Harvard is where I realized my lifelong dream of putting my work to practice. As a part of my research, I interact with pioneer doctors and researchers. From these discussions, I collected valuable insights into the practical world. And I loved the challenge of designing machine learning models that could work on real-life medical equipment. Finally, I hope to teach the same habit after joining as an Assistant Professor at Monash University. 

As a researcher, How did you identify an issue area? Could you describe the development process?

I regularly catch up with the proceedings of popular research venues such as Neurips, CVPR, ICML, ICLR, etc., to find newer research areas. But, as a researcher, I must confess that sometimes when we fall short of an issue area - we Create some!
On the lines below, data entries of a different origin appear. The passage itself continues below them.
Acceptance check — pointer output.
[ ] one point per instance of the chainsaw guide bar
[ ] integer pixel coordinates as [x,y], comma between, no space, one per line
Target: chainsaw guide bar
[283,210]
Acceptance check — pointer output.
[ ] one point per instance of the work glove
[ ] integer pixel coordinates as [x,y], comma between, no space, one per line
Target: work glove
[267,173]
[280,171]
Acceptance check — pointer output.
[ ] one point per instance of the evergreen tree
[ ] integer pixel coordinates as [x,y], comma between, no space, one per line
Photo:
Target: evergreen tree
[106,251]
What, in your opinion, should the AI community concentrate on moving forward? What is the general idea of the researchers?

As I see it, one of the biggest challenges the current AI/ML faces is a lack of integration perception and reasoning. So while ML and DL have achieved quite excellent state-of-the-art performances - instead, integration of perception and reason for a wholesome human-level intelligence is the biggest challenge that might confront ML.
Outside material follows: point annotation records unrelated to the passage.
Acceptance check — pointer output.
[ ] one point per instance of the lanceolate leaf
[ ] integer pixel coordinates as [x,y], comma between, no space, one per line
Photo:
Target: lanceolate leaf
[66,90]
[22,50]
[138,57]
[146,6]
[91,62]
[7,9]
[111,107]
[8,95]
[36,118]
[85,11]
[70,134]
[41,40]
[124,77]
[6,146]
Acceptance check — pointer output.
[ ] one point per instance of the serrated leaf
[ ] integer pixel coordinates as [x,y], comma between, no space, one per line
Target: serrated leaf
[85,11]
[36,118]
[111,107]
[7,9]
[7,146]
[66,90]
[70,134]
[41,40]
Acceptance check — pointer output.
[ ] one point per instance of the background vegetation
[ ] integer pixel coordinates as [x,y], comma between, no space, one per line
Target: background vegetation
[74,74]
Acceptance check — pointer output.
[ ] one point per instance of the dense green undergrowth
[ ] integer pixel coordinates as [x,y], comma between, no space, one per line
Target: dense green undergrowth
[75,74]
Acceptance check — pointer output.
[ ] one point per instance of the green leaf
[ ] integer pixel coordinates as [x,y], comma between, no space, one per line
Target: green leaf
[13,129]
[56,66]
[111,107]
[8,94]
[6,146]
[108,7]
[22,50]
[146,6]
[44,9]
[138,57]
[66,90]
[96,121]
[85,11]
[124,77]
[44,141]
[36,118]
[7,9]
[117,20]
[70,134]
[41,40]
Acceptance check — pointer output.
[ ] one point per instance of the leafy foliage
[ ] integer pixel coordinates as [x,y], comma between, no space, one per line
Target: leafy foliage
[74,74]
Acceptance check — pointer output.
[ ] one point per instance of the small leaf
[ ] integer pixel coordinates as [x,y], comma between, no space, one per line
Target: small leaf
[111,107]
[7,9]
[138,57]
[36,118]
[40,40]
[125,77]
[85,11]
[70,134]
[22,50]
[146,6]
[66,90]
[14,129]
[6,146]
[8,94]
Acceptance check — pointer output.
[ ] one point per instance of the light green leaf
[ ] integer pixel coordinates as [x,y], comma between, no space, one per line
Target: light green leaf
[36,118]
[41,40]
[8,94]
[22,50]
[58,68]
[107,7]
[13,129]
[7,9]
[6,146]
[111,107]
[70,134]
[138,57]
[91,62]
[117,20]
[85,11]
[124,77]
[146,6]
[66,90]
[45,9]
What, in your opinion, are the most popular AI subdomains/subjects among your peers?

AI/ML has a pretty good span, and it would be unfair to select some subjects or domains as popular. However, I find exciting works on transformers, generative models like flow, and explainable machine learning (XAI). Furthermore, on transfer learning, continual learning, causality, etc. Therefore, I feel those research areas might be able to hold the spotlight for the next couple of years.  

In your opinion, what are the positive and negative aspects of the current state of AI research?

The positive aspect, as I find, is that AI/ML has changed the way of research. One could discover papers in ArXiv, codes in GitHub, and lectures - most of which are free. However, that is precisely the negative aspect of AI/ML - the abundance of resources but a lack of corresponding structure. I find that students are no longer interested in going deeper into some problem areas but only focusing on publishing in ML within a few months of their first code. Due to peer pressure or the chance of immediate reward, they now consider only the trending topics without sufficiently going deeper into that subject. 

What advice do you have for people who wish to pursue a career in AI research? What are the best avenues for progress?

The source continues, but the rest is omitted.